Unfortunately, water doesn’t work so well. The animals will drink two or three times the weight of water as of hay, and the stuff freezes so you have to work really hard to get rid of it before you work really hard to bring more. Quite honestly, buried water pipes could well be reason enough to winter your critters in a barn. Chores take half as long, and hauling 80 pounds of water is more exercise than I think I really need these days.
Last year, we carried buckets for the sheep, ten to twenty gallons a day in five-gallon buckets. This year, with the horses and pigs, it’s impossible. Instead, we’re unrolling the garden hose every other day and filling the horse and pig troughs. We top up the sheep with buckets on the other days, but that’s nothing compared to what the horses drink. It’s still quite a chore to haul the hose out and then reel it back in, as I’m using the faucet in the basement, the one guaranteed not to freeze.
We put a floating heater in Spike’s group’s tank as a test and it seems to have worked well. It melted the ice and keeps the water open. The heater says ‘not for use in plastic tanks’ but ours are real rubber, and so far all is well. I will be very careful not to let the tanks run dry. Based on the success of that, we bought heaters for all the sheep pens. Last year, we could just dump out huge ice cubes and start over. That’s something else that doesn’t work with a hundred gallon horse trough and a fifty gallon pig trough. We tried a floating pond heater once long ago. It froze into the ice and our second set of goldfish died. (It was our last set. Critters, even fish, are not disposable, and I wasn’t about to set them up a hotel in the basement.)
The first thing we tried was a drain-hole heater in the horse trough. It works. The first issue with the pig trough was that it didn’t have a drain hole. It does now, and that heater works fine as well. The current issue is that Hermione (possibly Ginny as well, but I’ve only seen Hermione) likes to stand with all four feet in the pig trough. This entails kicking the heater: I can tell because water leaks out the drain-hole when she does. I worry that this may result in both a burned pig and a broken heater, but I’ve no idea how to stop it.
We also bought a heated hanging chicken waterer. I’ve got mixed feelings on that one. Yes, it works and the chickens need water. However, it has no cord at all: You have to plug the end of an extension cord right into the base.

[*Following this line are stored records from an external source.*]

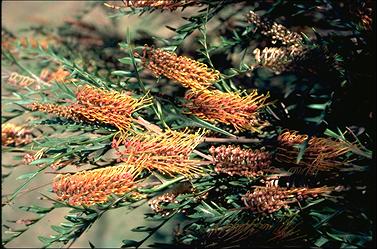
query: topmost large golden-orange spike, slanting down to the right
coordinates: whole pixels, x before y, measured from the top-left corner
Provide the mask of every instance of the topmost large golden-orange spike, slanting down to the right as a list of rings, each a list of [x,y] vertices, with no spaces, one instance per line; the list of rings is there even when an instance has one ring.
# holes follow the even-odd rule
[[[164,75],[194,90],[207,88],[220,78],[219,71],[210,69],[201,62],[147,46],[143,51],[142,63],[154,75]]]

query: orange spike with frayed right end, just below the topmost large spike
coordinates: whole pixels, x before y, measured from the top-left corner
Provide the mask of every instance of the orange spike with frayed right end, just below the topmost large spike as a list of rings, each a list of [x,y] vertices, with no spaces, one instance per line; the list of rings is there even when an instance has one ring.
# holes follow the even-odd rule
[[[188,113],[210,122],[220,122],[233,125],[237,130],[251,130],[260,132],[267,121],[261,121],[258,110],[266,106],[269,95],[258,95],[253,90],[247,96],[237,92],[224,93],[219,90],[188,91],[185,107]]]

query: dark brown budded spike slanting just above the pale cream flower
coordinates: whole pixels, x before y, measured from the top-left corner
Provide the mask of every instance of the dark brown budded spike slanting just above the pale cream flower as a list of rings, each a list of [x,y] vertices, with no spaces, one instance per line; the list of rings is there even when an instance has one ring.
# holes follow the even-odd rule
[[[262,19],[255,12],[250,11],[247,15],[249,23],[254,24],[261,30],[261,33],[272,38],[272,43],[281,41],[283,45],[301,47],[303,43],[302,36],[296,32],[288,30],[281,24],[270,22]]]

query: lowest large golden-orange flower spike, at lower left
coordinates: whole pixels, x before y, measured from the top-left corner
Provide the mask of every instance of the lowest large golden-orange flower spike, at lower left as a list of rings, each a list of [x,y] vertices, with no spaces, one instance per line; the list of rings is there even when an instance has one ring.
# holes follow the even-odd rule
[[[106,202],[111,194],[123,195],[134,186],[126,165],[87,170],[55,177],[52,186],[59,200],[72,206],[91,206]]]

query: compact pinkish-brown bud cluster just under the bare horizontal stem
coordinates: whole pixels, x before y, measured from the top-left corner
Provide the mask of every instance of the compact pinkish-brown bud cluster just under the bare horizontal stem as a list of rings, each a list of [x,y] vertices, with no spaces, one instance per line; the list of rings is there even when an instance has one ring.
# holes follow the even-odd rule
[[[241,149],[239,146],[212,146],[210,153],[215,164],[215,171],[228,175],[257,176],[264,173],[271,165],[268,152]]]

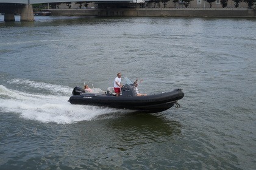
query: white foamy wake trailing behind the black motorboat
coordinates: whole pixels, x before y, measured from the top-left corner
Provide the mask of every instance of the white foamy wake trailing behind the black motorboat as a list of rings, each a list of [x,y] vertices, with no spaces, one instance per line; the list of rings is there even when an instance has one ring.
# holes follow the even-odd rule
[[[24,79],[10,80],[7,84],[12,85],[12,89],[0,85],[0,112],[19,114],[27,120],[69,124],[102,119],[104,114],[129,112],[128,110],[70,104],[68,102],[72,92],[70,87]]]

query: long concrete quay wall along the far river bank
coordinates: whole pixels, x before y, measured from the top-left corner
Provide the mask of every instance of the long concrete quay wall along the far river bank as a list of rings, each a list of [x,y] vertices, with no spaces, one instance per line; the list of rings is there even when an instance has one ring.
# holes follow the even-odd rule
[[[182,16],[256,17],[250,9],[51,9],[52,15],[69,16]]]

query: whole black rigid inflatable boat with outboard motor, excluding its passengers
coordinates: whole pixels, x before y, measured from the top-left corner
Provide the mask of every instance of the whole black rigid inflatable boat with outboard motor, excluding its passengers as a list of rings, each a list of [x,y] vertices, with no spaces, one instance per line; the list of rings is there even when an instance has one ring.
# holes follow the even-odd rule
[[[133,83],[125,77],[125,84],[121,87],[119,97],[115,96],[113,87],[107,91],[94,88],[93,92],[85,92],[80,87],[74,87],[72,96],[69,98],[71,104],[84,104],[92,106],[105,106],[118,109],[130,109],[140,112],[162,112],[174,106],[179,107],[178,100],[184,97],[182,89],[176,89],[162,94],[146,95],[138,97],[133,89]]]

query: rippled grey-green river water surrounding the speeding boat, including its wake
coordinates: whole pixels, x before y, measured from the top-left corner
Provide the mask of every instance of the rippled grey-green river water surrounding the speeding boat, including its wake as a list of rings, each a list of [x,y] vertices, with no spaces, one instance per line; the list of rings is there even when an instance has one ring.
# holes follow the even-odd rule
[[[0,169],[254,169],[256,19],[0,16]],[[68,103],[116,73],[180,108]]]

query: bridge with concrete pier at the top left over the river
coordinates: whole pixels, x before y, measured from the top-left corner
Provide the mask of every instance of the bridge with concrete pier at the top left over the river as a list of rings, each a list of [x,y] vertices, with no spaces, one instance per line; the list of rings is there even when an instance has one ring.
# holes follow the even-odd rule
[[[4,21],[15,21],[15,13],[20,13],[21,21],[34,21],[32,4],[58,2],[92,2],[92,0],[0,0],[0,13],[4,13]],[[143,0],[94,0],[96,3],[123,2],[141,3]]]

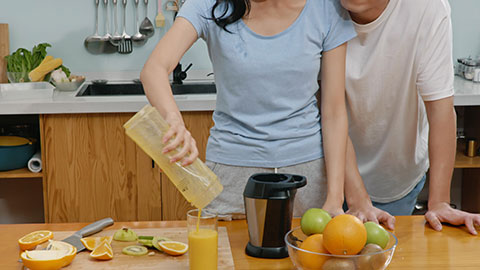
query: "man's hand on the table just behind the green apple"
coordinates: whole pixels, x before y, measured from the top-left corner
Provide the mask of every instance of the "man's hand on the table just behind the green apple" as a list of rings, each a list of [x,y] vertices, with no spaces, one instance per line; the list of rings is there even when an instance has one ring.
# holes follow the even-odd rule
[[[390,230],[395,229],[395,217],[374,207],[371,203],[365,203],[359,207],[349,206],[347,214],[358,217],[363,223],[373,221],[375,223],[384,224]]]

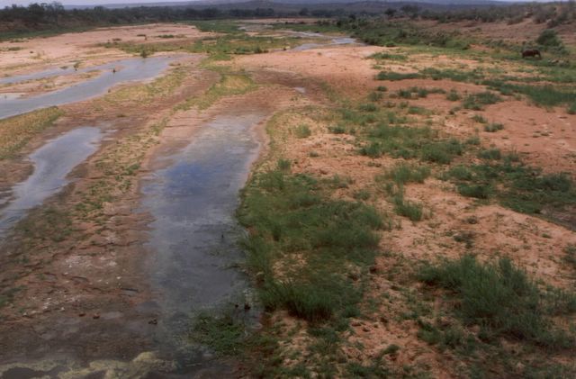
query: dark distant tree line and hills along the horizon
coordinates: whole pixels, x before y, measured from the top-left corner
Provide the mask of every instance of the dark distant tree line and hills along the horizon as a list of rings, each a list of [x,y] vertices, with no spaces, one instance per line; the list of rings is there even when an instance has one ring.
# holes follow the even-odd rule
[[[374,5],[374,3],[366,3]],[[366,6],[367,6],[366,5]],[[499,6],[440,6],[416,3],[386,3],[381,8],[351,11],[343,5],[340,8],[295,7],[271,4],[270,8],[235,8],[234,5],[221,6],[139,6],[126,8],[104,8],[96,6],[85,9],[65,9],[59,3],[12,5],[0,9],[0,32],[35,32],[45,30],[120,25],[130,23],[177,22],[185,20],[213,20],[224,18],[255,17],[319,17],[341,18],[379,15],[385,19],[410,18],[437,20],[439,23],[455,21],[476,21],[491,23],[507,21],[520,23],[533,19],[536,23],[547,23],[549,27],[576,20],[574,0],[558,3],[529,3]],[[1,36],[0,36],[1,37]]]

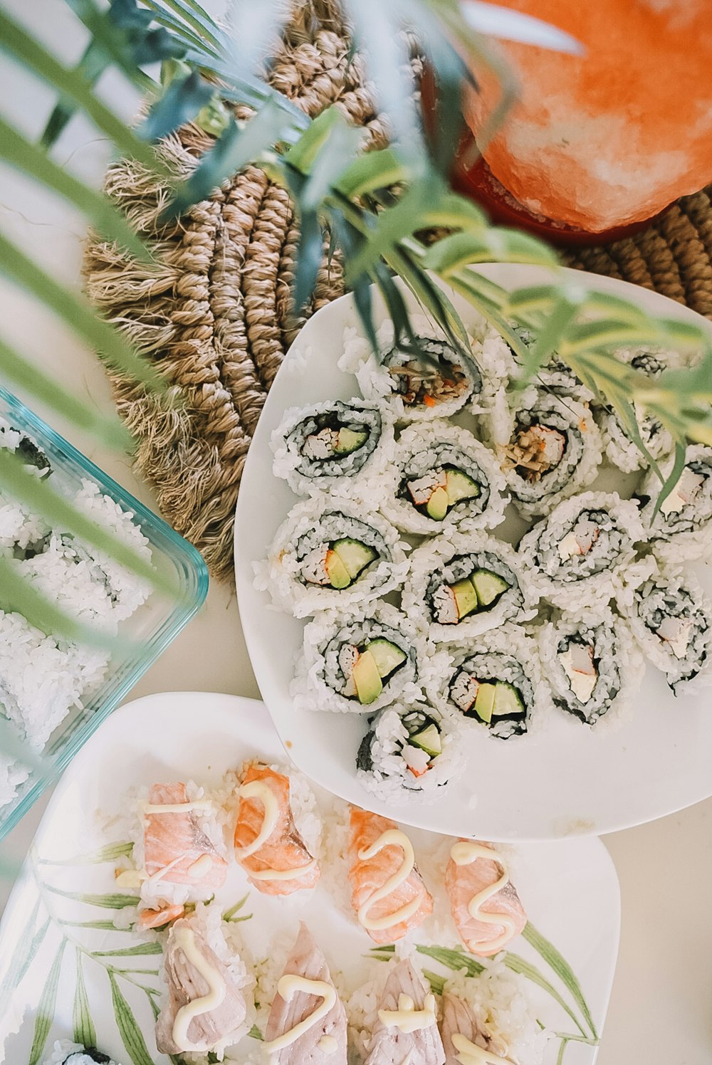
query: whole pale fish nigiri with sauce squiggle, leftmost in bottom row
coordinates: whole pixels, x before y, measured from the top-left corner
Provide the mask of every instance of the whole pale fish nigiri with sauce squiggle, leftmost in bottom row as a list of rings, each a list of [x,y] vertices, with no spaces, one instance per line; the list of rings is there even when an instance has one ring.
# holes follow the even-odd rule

IMO this saved the manufacturer two bucks and cost me twelve. Second, it is extremely difficult to fill. Attaching the tank to the base takes several minutes every time, this time, IMO because it saved a nickel in plastic. And finally, like all hanging waterers, you have to keep raising it to stay above the rising bedding or it will drain itself. I’m thinking I may just swap waterers every evening and let them hit the horse trough during the day.
We now have a major heating load out there. The drain-hole heaters for the Rubbermaid tanks pull 1500 watts each. The floating ones pull a kilowatt. The chicken’s water heater and lamp are another 180 watts. We have two outdoor outlets, so simple extension cords for the heaters are not a possibility. We tried swapping the cords around for a while, but it took several hours to thaw a frozen tank to drinkability.
So we spent a bazillion dollars at Home Depot to get the stuff for a distribution panel. It has four twenty amp circuits, (with two spare breakers) which will cover four sheep pens at two per circuit and the pigs and horses at one each. The chickens are piggy backed on the pigs. (I couldn’t resist.) There’s a forty amp 240v breaker in the main box in the house and 100 feet of 8/3 to power it. I have to figure that at thirty below (F or C, close enough) all the heaters will be on, so I can’t play statistical games. I’d planned to get 6/3 to have some margin for growth (thus the extra breakers), but the cable was an extra dollar a foot, which adds up fast.
It was a day’s work to build and install, but we’ll get that back at 15 minutes a day and everyone now has water.
I got it all hooked up as today’s project, now we can declare winter quarters complete. A shed for George and Gracie (rather than housing them in the livestock trailer), and replacing the broken glass in the chicken coop would both be good things, but we also need to start looking forward to spring.